# Joining cedar



## brookbend (Aug 19, 2009)

I am failing to join end grain to side grain with western red cedar. The joint falls a part with 2 test pieces using Titelbond III. The glue is new, and the wood is dried - bought from a lumber yard as dressed 2x4's.

I applied glue to the end grain first, and waited 10 min. Then applied more glue and clamped to the side grain piece. Waited 45 min then tested.

[Ultimately, I'll aid the joint with 2 mahogany dowels. But since it's for outdoors...would be nice to get more than only the dowel pins holding[.

Note: my first trial was end grain to end grain, clamped over night. No go, which made me switch to end to side grain.


----------



## Dave Paine (May 30, 2012)

Sorry to advise but end grain joined to anything is weak.

You will need to rely on the dowels for the strength.

The alternate is a mortise and tenon joint.


----------



## GeorgeC (Jul 30, 2008)

The end grain of cedar is very porous. Hard to make glue joint.

As stated a mortise and tenon joint is good. Even a half lap joint would be OK. You could even pin the half lap joint with a dowel.

If we knew more about your overall intent it would help.

George


----------



## DaveTTC (May 25, 2012)

brookbend said:


> I am failing to join end grain to side grain with western red cedar. The joint falls a part with 2 test pieces using Titelbond III. The glue is new, and the wood is dried - bought from a lumber yard as dressed 2x4's.
> 
> I applied glue to the end grain first, and waited 10 min. Then applied more glue and clamped to the side grain piece. Waited 45 min then tested.
> 
> ...


I can't imagine why you would have an end to end joint for a new build unless it is some kind of mitre. I agree with George. Mortise and tenon sounds the way to go. Dowel may be ok too, depends on application, for that matter a biscuit joint might even work for what you want. 

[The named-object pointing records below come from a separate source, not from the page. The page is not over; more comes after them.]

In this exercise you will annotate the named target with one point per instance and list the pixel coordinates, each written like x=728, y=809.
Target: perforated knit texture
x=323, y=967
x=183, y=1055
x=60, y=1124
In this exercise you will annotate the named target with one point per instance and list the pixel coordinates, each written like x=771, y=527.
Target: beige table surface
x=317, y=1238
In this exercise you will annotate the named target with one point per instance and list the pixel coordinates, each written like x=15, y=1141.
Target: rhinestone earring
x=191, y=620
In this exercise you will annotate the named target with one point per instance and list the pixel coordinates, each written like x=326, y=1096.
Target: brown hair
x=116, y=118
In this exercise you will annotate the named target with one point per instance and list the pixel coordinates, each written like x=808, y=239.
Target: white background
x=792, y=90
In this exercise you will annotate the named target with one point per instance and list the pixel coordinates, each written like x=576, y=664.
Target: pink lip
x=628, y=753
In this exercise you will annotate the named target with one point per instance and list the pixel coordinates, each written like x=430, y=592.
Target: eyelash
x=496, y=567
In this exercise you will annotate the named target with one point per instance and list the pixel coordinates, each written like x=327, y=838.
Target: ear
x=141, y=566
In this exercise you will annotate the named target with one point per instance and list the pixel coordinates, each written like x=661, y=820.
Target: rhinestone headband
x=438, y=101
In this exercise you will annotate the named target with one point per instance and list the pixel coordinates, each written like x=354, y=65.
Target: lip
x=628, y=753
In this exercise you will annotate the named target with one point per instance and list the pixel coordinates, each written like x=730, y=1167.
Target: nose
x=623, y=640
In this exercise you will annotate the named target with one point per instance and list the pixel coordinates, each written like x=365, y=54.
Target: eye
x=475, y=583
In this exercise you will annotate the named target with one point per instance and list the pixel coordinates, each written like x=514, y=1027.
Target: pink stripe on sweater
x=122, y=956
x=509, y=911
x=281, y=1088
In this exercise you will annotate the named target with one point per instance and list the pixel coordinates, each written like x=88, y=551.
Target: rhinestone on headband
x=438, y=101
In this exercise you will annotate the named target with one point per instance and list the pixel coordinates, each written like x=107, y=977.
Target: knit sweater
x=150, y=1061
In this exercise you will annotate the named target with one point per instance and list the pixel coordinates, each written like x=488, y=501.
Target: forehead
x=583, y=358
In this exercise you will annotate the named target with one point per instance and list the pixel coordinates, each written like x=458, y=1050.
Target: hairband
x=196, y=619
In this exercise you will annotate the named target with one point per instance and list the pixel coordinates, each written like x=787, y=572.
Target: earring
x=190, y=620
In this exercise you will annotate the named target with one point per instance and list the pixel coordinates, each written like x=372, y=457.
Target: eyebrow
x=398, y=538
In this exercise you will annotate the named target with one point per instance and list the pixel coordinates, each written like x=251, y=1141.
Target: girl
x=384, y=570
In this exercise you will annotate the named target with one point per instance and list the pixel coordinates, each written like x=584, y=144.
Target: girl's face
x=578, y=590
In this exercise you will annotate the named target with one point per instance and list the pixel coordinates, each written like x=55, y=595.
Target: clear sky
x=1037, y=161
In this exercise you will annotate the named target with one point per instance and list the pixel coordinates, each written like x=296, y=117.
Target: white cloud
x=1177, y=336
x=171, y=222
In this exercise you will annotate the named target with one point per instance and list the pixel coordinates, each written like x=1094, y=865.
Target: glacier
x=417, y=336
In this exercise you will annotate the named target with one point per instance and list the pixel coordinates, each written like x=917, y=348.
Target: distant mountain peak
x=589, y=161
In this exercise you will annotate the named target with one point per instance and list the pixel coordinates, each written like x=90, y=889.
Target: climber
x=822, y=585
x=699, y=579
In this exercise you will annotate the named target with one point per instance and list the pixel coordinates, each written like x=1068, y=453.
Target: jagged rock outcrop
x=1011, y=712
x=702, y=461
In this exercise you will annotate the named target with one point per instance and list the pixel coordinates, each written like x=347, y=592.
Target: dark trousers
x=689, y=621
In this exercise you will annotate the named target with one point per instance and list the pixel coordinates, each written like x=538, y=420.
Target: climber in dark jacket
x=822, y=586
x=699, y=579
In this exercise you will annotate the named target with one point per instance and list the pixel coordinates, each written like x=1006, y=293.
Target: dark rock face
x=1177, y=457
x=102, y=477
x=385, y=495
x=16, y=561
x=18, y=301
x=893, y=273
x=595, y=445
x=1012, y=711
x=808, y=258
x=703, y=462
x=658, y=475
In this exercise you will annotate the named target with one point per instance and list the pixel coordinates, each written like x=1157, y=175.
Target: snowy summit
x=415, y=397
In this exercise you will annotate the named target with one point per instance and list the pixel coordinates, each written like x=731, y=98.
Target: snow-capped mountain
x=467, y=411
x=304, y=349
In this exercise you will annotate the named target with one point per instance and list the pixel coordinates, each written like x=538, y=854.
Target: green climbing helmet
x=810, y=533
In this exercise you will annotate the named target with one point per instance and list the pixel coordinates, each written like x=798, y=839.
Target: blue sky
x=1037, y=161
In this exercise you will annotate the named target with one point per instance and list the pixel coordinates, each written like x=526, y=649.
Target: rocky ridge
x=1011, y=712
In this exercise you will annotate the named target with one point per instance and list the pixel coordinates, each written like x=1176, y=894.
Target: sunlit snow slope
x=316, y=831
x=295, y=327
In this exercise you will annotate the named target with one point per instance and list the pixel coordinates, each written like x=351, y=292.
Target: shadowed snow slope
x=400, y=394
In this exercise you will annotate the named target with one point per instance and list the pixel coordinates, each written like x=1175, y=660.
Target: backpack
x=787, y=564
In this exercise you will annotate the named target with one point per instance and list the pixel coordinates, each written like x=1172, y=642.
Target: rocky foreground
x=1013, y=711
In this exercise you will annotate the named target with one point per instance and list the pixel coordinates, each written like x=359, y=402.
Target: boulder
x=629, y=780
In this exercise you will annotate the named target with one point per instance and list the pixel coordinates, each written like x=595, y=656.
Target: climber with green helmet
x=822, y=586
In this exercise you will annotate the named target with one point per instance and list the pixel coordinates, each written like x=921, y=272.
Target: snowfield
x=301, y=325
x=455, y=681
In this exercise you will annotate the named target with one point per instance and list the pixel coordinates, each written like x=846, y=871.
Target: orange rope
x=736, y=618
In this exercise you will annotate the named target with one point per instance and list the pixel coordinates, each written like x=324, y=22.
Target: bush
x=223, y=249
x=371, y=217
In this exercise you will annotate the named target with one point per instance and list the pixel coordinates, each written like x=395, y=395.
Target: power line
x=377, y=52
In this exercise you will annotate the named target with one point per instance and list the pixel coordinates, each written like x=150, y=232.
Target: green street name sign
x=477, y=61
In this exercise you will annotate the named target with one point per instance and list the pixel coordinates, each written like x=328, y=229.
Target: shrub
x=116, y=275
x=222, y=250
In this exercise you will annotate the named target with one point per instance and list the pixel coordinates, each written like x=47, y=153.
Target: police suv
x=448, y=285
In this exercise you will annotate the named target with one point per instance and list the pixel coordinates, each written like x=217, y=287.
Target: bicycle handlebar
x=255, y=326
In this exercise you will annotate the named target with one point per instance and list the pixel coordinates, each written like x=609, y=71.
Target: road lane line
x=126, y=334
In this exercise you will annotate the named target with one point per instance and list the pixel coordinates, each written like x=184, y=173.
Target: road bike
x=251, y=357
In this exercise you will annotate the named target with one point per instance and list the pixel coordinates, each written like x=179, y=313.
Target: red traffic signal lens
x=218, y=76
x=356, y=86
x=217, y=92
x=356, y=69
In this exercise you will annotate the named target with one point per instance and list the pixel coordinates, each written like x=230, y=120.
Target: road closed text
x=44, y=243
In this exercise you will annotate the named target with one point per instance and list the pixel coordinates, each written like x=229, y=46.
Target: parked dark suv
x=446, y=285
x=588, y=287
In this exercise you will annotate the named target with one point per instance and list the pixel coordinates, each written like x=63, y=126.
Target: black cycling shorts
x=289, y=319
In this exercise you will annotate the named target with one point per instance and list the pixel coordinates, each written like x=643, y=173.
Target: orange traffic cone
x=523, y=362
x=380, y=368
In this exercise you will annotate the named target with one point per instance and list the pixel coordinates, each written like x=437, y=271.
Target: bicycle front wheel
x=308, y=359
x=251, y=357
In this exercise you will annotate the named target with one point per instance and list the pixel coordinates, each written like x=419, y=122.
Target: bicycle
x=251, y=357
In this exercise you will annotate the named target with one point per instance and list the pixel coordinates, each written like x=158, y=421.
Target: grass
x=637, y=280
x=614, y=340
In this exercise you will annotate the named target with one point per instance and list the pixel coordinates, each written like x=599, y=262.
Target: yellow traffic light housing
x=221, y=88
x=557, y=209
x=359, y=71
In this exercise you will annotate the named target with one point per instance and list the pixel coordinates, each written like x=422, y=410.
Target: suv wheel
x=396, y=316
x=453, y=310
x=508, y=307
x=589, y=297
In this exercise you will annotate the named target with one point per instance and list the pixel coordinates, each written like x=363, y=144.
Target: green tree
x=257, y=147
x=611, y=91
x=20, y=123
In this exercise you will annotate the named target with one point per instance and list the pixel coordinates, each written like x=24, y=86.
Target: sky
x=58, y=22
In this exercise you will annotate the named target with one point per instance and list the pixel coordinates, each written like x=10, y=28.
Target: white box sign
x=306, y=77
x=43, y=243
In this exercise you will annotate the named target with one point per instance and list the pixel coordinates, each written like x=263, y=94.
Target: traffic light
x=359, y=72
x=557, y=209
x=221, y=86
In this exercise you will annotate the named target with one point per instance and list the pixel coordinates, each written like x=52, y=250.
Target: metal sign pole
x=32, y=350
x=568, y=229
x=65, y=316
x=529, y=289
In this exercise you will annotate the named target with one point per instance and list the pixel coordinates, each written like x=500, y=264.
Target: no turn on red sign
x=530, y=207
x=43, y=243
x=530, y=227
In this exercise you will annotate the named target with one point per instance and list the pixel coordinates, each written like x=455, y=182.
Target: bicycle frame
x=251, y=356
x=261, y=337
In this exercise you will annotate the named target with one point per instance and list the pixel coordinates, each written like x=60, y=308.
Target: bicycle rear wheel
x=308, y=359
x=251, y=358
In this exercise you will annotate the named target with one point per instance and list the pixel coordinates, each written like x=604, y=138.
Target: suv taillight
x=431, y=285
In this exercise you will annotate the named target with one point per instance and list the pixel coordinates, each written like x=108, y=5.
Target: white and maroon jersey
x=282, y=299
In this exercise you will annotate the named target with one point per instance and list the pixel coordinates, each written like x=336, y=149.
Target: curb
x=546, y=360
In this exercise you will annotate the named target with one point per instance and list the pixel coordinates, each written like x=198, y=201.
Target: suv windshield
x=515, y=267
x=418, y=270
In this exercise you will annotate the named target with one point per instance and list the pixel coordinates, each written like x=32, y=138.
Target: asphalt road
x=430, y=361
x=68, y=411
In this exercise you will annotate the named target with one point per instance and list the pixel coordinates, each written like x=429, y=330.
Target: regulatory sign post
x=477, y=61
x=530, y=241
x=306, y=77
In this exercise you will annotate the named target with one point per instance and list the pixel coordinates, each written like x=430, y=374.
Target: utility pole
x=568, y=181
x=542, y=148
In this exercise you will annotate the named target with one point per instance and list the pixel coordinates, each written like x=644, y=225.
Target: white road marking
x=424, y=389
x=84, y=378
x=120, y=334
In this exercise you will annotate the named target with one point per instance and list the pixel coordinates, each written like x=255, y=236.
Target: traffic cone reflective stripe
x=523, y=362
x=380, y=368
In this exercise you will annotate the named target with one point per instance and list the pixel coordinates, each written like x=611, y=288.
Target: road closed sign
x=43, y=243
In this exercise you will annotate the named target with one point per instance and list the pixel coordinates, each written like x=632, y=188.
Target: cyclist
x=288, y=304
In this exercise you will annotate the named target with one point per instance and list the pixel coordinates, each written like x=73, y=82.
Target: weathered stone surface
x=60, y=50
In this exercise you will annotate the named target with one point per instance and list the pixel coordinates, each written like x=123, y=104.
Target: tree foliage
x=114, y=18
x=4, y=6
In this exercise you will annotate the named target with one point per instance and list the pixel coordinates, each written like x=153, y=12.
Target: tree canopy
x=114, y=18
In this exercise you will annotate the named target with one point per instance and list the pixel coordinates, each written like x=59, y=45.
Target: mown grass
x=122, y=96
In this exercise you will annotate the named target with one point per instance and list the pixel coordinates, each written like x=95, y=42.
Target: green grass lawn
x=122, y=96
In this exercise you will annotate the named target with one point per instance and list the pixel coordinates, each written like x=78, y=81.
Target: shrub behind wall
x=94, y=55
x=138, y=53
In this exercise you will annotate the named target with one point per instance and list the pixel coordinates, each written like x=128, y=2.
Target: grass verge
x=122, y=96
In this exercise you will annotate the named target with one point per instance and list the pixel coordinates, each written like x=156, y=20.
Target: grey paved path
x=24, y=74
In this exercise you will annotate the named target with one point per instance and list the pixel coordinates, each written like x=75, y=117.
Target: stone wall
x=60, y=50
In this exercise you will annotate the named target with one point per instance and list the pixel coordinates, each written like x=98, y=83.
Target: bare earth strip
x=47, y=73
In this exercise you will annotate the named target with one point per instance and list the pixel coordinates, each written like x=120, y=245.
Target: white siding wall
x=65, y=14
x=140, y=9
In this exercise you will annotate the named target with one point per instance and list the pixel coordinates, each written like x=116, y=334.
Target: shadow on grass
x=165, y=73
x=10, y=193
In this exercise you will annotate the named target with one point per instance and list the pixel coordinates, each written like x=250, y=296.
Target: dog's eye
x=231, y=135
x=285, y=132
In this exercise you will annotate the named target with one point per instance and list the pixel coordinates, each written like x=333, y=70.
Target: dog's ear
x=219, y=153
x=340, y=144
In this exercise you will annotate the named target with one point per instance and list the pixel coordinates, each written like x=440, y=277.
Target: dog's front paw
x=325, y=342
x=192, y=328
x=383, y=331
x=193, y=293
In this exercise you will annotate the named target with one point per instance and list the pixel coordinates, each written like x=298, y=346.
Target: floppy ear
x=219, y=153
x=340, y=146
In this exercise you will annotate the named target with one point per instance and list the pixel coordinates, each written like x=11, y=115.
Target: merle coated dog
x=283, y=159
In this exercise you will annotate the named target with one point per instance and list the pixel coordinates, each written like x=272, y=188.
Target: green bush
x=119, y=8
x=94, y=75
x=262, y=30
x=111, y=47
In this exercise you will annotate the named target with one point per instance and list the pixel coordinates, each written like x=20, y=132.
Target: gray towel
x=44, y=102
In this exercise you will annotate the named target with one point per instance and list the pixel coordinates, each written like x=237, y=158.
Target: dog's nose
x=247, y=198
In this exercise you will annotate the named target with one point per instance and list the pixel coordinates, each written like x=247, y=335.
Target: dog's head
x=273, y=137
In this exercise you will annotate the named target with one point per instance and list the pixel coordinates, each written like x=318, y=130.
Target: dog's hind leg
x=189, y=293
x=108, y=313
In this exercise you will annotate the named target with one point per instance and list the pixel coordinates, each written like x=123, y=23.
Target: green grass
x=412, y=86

I am planing to use WRC to make a timber camper for my truck. My intension is to use mortise and tenon on main framing.

Dave The Turning Cowboy


----------



## veerji (Sep 29, 2012)

Note: my first trial was end grain to end grain, clamped over night. No go, which made me switch to end to side grain.


----------



## rayking49 (Nov 6, 2011)

What are you attempting to make?


----------